Me? After Germany, I went back to the small town of Sopot, in Bulgaria, where I learned paragliding 6 years ago. It’s great to see some familiar faces again, have nerdy talks about clouds, pick ripe fruits from the trees that grow everywhere, observe the rich nature of the Central Balkan mountain range. There are many things that I still need to figure out myself, but it’s not over my friends!
Practical Survival Tips
For Long-Term Travelers
- Aim for places where you would be comfortable staying longer than anticipated. Destinations that you already know, have local friends and/or speak the language are ideal candidates. If a new lockdown is imposed you won’t be a stranger lost in a hostile land. That trip to Turkmenistan can wait.
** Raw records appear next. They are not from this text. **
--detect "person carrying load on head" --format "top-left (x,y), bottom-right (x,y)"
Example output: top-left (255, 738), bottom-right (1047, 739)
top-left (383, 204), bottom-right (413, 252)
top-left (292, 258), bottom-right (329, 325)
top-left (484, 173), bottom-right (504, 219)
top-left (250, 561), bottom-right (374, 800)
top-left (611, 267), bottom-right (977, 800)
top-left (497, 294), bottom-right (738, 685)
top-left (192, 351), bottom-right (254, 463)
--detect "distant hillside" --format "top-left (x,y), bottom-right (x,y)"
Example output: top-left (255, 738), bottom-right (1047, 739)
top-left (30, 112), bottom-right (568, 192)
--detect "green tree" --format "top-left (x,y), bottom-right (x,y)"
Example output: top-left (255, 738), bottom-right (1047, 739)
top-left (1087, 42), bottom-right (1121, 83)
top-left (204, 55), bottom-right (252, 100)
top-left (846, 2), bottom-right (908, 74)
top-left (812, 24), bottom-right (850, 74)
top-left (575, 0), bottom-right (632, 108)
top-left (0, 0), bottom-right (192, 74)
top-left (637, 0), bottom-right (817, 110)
- This implies that domestic options are often good first choices. Not as glamorous or exotic as the top 10 list of the Lonely Planet, for sure. However, there is a lot of hidden beauty in this world if we but take the time to look.
- There has never been a better time for roaming the great outdoors. Epidemiological risks are reduced, and getting stuck in the countryside is far more pleasant than being locked up in a big city. Camping and van dwelling are unsurprisingly experiencing a boom in popularity. It’s a good time for cyclo-touring too.
- Travel restrictions change on a daily basis. The IATA website lists the up-to-date entry restrictions by country, including mandatory testing and quarantine requirements. It’s a great tool to monitor your options. The website of the relevant US embassy provides further valuable up-to-date information, regardless of your nationality. For example, at the moment pretty much anyone can enter Turkey, a wonderful and affordable destination.
- Keeping an eye on the local epidemiological dynamics is never a bad idea. Rather than relying on biased media reports, I prefer looking at the raw data at Our World In Data once a week. It’s also flawed, but the general trend is usually clar. For example, Brazil and Mexico might have open borders at the moment, but Turkey is the safer choice.
- How is the local medical care? Does your insurance covers you? How you deal with the infection risk is a personal decision, but you should at least take a minute to think about it. A friend of mine, in her twenties and healthy, got it and took months to fully recover. The media loves to talk about mortality, but morbidity goes largely unreported.
- Most of the much-hyped travel bubbles have yet to materialize, with the exception of (most of) the EU/Schengen area. But with the bare survival of the tourism industry at stakes, I’m confident that politicians will gradually figure out better procedures. PCR tests before and/or after hopping on a plane or crossing a land border are likely to become the norm, as many countries have already begun implementing.
- Some countries try hard to attract long-term visitors. Example: the lovely little country of Georgia, with it’s mountains, beaches and delicious food. Uzbekistan and Barbados are considering similar schemes. I wouldn’t be surprised if this trend accelerates over the next months and years. Slow travel might become more popular than we think with the rise of the home office.